In der Erklärung des Microcredit Summits von 1997 wurde vermerkt, Mikrokredite wären der Sieg des Pragmatismus über die Ideologie. Richtiger wäre es zu sagen, Mikrokredite sind der Austausch der einen durch eine andere Ideologie. Statt staatlicher Programme und Entwicklungshilfeprojekten wird der Schwerpunkt auf individualisierte Hilfen gelegt. Die Position von Nobelpreisträger Yunus bringt es auf den Punkt. Er tritt vehement gegen Schuldenerlasse für arme Staaten ein, denn »Menschen wachsen durch Herausforderungen, nicht durch Linderungsmittel«.

Anhänger der Mikrokredite betonen gerne, daß diese jenseits aller Ideologie trotzdem den Armen helfen, quasi eine Win-Win-Aktion sind, von der sowohl Banken und Unternehmen als auch die Armen profitieren. Die Realität sieht allerdings anders aus. Zwar gibt es keine umfassenden Studien über die Wirkung von Mikrokrediten (warum eigentlich nicht?) aber eine Reihe von Untersuchungen und Beispielen für die negativen Auswirkungen.
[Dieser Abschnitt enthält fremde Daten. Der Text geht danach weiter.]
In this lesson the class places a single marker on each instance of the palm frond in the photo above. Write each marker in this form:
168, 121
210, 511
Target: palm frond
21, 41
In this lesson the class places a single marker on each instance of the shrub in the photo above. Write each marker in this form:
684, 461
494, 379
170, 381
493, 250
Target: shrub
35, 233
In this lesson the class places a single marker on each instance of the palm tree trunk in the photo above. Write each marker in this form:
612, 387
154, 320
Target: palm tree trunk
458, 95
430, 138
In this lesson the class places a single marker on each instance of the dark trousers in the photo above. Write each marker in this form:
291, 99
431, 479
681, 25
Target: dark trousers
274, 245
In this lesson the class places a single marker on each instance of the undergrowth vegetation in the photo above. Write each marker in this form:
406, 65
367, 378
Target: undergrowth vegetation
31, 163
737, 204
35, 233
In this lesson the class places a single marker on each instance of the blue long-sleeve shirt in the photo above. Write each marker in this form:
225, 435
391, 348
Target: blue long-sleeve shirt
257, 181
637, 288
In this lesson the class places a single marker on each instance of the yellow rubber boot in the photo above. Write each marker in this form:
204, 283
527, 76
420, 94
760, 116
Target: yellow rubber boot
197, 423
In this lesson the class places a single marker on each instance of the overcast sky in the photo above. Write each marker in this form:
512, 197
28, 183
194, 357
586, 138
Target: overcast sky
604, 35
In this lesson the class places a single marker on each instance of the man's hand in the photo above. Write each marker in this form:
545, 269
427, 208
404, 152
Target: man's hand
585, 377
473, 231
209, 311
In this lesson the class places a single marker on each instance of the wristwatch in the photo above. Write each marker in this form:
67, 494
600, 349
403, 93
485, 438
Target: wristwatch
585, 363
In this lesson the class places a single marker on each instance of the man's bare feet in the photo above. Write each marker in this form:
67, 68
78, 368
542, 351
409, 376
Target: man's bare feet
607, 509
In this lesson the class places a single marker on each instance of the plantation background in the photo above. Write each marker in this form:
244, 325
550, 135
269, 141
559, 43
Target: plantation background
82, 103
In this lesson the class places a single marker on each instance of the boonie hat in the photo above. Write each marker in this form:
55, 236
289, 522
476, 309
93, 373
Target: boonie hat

Mikrokredite haben in der Regel sehr hohe Zinsen, die Grameen-Bank verlangt beispielsweise 20 bis 40 Prozent pro Jahr. Diese Werte sind zwar niedriger, als bei lokalen, privaten Geldverleihern, aber höher als größere Kredite z.B. bei den staatlichen Banken. Begründet werden die hohen Zinsen mit dem enormen administrativen Aufwand für die Kundenbetreuung.

Weg in die Verschuldung

Vielfach wird mit Krediten der Umstieg von der Selbstversorgerlandwirtschaft in den Dienstleistungssektor gefördert. Dieser Umstieg birgt für die Kreditnehmer enorme Risiken, da mit dem Verlust der eigenen Ernährungsgrundlage stetige Geldeinkünfte nötig sind, um überhaupt noch etwas zu essen zu haben. Da diese Dienstleistungen, wie z.B. Verkaufsshops, oft in einem Umfeld aufgebaut werden, wo ein Großteil der ehemals bäuerlichen Gemeinschaften bitterarm oder verschuldet ist, entsteht kaum ein funktionierender Markt.

Viele Kredite werden für unmittelbare Ausgaben in Notsituationen wie Mißernten, Tod eines Angehörigen etc. benötigt. Das Geld wird also nicht investiv verwendet und generiert keine künftigen Einnahmen, dafür aber eine hohe Verschuldung.

Kredite für Kleinbauern werden oft an den Anbau bestimmter, meist für den Export bestimmter Produkte oder an langfristige Kaufverträge für bestimmtes Saatgut, welches nicht reproduzierfähig ist, gebunden. Auch auf diesem Weg wird die in Ländern wie Indien und Bangladesh weitverbreitete Eigenversorgung mit Nahrungsmitteln gefährdet oder gar unmöglich gemacht.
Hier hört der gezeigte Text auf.